Raised as the only child of Ukrainian immigrants, I never thought much about my childhood. It was certainly different from the way most of the other American kids I met grew up, and in a lot of ways, it seemed harder. (Imagine the wardrobe dilemmas of an immigrant teenager in 1980s San Francisco coming from a Soviet-bloc country, for instance.)
Lately though, I’ve been getting a lot of pointed questions about my upbringing: Did you play with Legos? Did you always love math? Were you allowed to study art, history and literature? The reason for the curiosity is clear. As a female tech entrepreneur in a predominantly male industry, people are interested in how my environment encouraged my academic and professional path toward technical learning.
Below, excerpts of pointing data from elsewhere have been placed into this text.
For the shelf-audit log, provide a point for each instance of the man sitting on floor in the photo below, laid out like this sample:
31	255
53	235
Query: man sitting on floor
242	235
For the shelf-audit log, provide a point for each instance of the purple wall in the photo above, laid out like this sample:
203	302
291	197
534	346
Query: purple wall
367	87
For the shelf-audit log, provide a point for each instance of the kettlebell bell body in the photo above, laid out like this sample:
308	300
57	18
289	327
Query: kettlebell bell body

More than ever, parents of young children are concerned about how to enable their children to succeed in a world where traditional occupations and industries have been upended by technology. Parents of girls especially worry that the best jobs will go to graduates who master science, math and technology education (the so-called STEM disciplines), which tend to attract more boys. We’ve all seen the media stories about the unemployed philosophy majors.
Recognizing that every child is different, I do believe that there are certain elements of my unconventional upbringing that prepared me to be comfortable and happy building a career in a technical field. All parents pour their hopes and dreams into their children, but I now know my parents invested in me in the right ways. From early on, they provided me with the right tools to continue developing myself as an older child, teenager and into adulthood. Based on my experience, below are my top five takeaways on how to prepare a child (and especially a girl) to be prepared for a technical career.
1. Choose gender-neutral toys.
My parents did not encourage dolls, and I didn’t gravitate to them. I liked Legos and building things. My father was an engineer who designed toys in Russia. He and I would build miniature models of houses. We built whole cities with railroads and cars. The floor of my room was always crowded with our playthings.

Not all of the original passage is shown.